UNITED STATES DISTRICT COURT SOUTHERN DISTRICT OF NEW YORK
Nov 1, 2019
19 Civ. 3379 (LAP) (S.D.N.Y. Nov. 1, 2019)

Opinion

19 Civ. 3379 (LAP)

11-01-2019

METSO MINERALS CANADA, INC. and METSO MINERALS INDUSTRIES, INC., Petitioners, v. ARCELORMITTAL EXPLOITATION MINIÉRE CANADA and ARCELORMITTAL CANADA INC., Respondents.


OPINION & ORDER

:

Petitioners Metso Minerals Canada, Inc. and Metso Minerals Industries, Inc. (together, "Metso") move to confirm a March 20, 2019, arbitration award (the "Award") against respondents ArcelorMittal Exploitation Miniére and ArcelorMittal Canada, Inc. (together, "ArcelorMittal"). (Notice of Motion to Confirm and Enforce Arbitral Award, dated Apr. 16, 2019 [dkt. no. 2]). ArcelorMittal cross-moves to vacate the Award on grounds that the arbitrators manifestly disregarded the law. (Cross-Petition to Vacate Arbitration Award ("Cross-Petition"), dated May 17, 2019 [dkt. no. 25]). For the reasons stated below, Metso's motion to confirm is GRANTED, and ArcelorMittal's cross-motion to vacate is DENIED.

I. Background

The following facts are taken from the Award and the parties' submissions and are not disputed except where noted.

The Award arises from a dispute regarding a contract for Metso to supply a specialized mill to a mining complex and iron plant ArcelorMittal operated in Quebec, Canada. (See Declaration of Michael Evan Jaffe ("Jaffe Decl."), dated Apr. 16, 2019 [dkt. no. 4], Ex. G ("Award") ¶¶ 171-74).

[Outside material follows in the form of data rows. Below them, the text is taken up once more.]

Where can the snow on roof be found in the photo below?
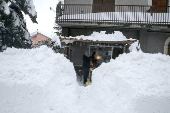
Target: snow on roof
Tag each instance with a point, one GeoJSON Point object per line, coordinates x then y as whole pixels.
{"type": "Point", "coordinates": [96, 36]}
{"type": "Point", "coordinates": [5, 7]}
{"type": "Point", "coordinates": [41, 32]}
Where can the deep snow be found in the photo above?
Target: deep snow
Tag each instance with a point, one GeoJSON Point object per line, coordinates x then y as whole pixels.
{"type": "Point", "coordinates": [40, 81]}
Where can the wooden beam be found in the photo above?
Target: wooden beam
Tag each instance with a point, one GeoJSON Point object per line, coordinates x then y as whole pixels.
{"type": "Point", "coordinates": [81, 40]}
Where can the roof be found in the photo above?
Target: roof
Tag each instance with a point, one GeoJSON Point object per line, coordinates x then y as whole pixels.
{"type": "Point", "coordinates": [101, 37]}
{"type": "Point", "coordinates": [40, 32]}
{"type": "Point", "coordinates": [128, 41]}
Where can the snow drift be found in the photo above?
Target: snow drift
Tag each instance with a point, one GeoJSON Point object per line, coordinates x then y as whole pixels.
{"type": "Point", "coordinates": [36, 81]}
{"type": "Point", "coordinates": [40, 81]}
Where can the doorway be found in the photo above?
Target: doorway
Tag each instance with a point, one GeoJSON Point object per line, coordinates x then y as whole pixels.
{"type": "Point", "coordinates": [103, 6]}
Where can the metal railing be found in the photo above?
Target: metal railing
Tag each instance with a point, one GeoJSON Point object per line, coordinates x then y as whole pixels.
{"type": "Point", "coordinates": [126, 15]}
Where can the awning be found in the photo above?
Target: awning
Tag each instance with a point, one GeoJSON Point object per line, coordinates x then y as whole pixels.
{"type": "Point", "coordinates": [128, 41]}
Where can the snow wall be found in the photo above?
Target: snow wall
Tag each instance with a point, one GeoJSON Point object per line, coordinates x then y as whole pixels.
{"type": "Point", "coordinates": [40, 81]}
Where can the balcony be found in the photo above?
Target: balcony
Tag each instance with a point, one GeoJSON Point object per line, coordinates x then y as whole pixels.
{"type": "Point", "coordinates": [109, 15]}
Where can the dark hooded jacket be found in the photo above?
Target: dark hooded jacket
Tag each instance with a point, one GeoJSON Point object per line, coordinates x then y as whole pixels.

Around 2010, ArcelorMittal decided to expand its iron plant operations by purchasing a new mill, with the goal of increasing annual iron output by 8 million tons. (Id. ¶¶ 171-72, 175). In August 2010, ArcelorMittal requested quotations for the new mill from several bidders, including Metso. (Id. ¶¶ 171-72). Metso's bid ultimately won, and in February 2011, Metso and ArcelorMittal executed a contract for the mill. (Id. ¶ 172). The contract stated that its overarching objective was to expand the plant's iron production capacity by 8 million tons per year. (Id. ¶ 280). It also contained a clause requiring the parties to submit any disputes arising from the contract to arbitration under the Arbitration Rules for the International Chamber of Commerce ("ICC"). (Id. ¶ 1).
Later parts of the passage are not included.